Bangalore: The precious metal, gold, has not discouraged buyers in India where the demand is expected to touch 1200 tonnes in 10 years, according to World Gold Council (WGC) instituted study.

Private gold demand will grow at least at three per cent per annum over the next 10 years and based on total Indian demand of about 900 tons for fiscal 2009-10,Mumbai based Centre for Monitoring Indian Economy (CMIE), an independent economic think-tank estimate demand to reach 1200 tons or approximately Rs 2.5 trillion at current price level by 2020-21.

The survey report compiled by CMIE was released at a press conference here by WGC after its Board Meeting.

Factors increasing the demand were a robust 10 per cent annual GDP growth, rising incomes and savings level.
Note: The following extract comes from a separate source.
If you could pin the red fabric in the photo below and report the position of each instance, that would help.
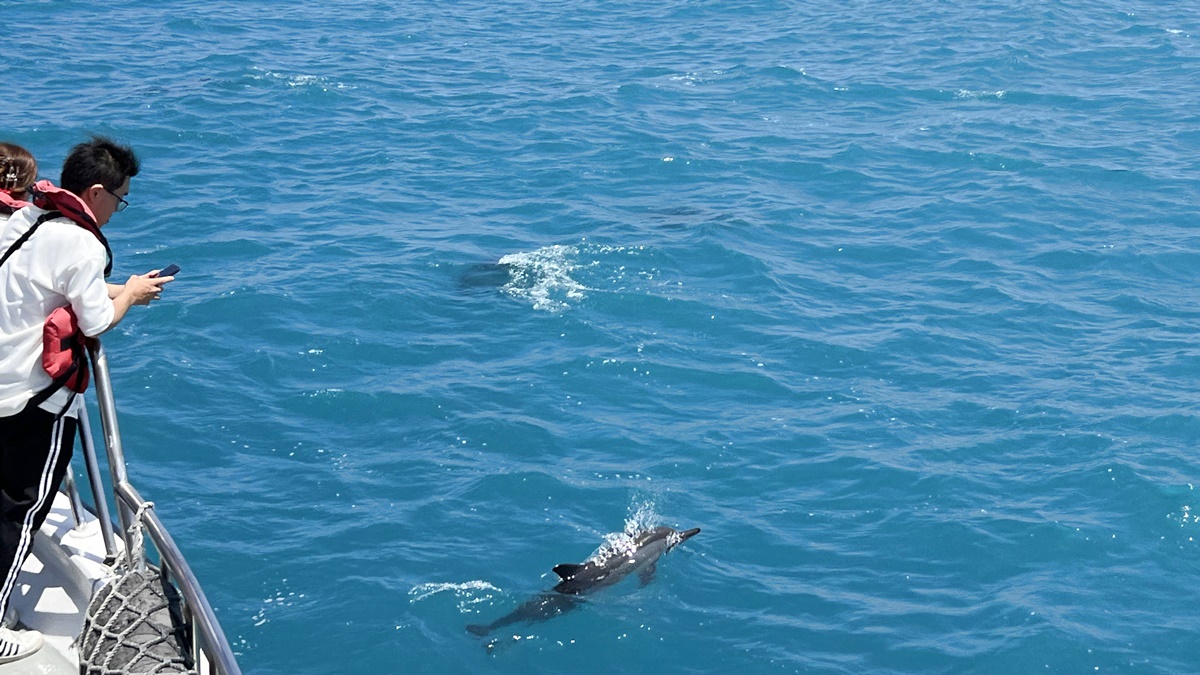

According to CMIE, the savings rate of Indian households is likely to be close to 50 per cent rather than 35 per cent as suggested by official statistics. This means gold investments as a percent of total savings are about 36 per cent.

The fact that Indian gold jewellery and investment demand remains robust, despite the rising price emphasises enduring desire among local consumers to purchase gold, driven mainly by its allure as jewellery and its properties as hedge to offset depreciation effects and erosion of savings and income, it said.
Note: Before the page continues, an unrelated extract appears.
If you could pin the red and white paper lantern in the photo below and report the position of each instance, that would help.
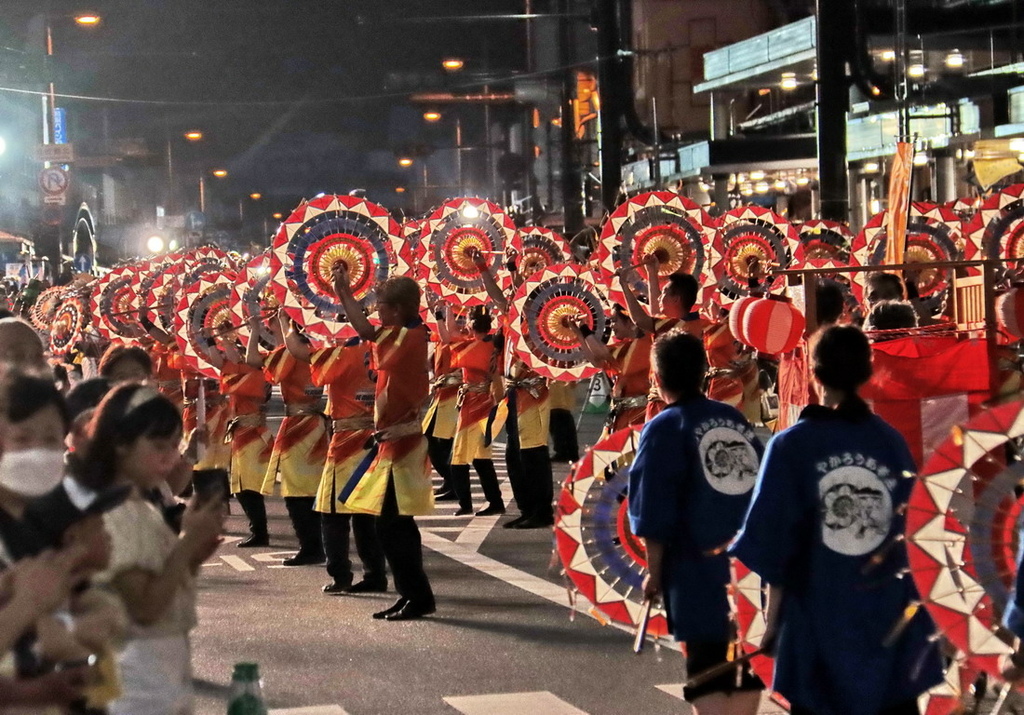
(772, 325)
Currently India and China together account for nearly 25 per cent of annual gold demand and it is likely to grow further as a proportion of demand in years to come.

In 2009, demand for gold in India touched 963 tonnes, Ajay Mitra, Managing Director of WGC, India and Middle East said.

China, though engaged in mining gold, imported 500 tonnes last year and would continue to do so in the coming years to meet the growing demand, Grubb said.

The rising prices of gold has also thrown challenges to jewellers as new types of jewellery are entering the market, he said and urged those in the industry to look for new products and solutions to attract younger generation.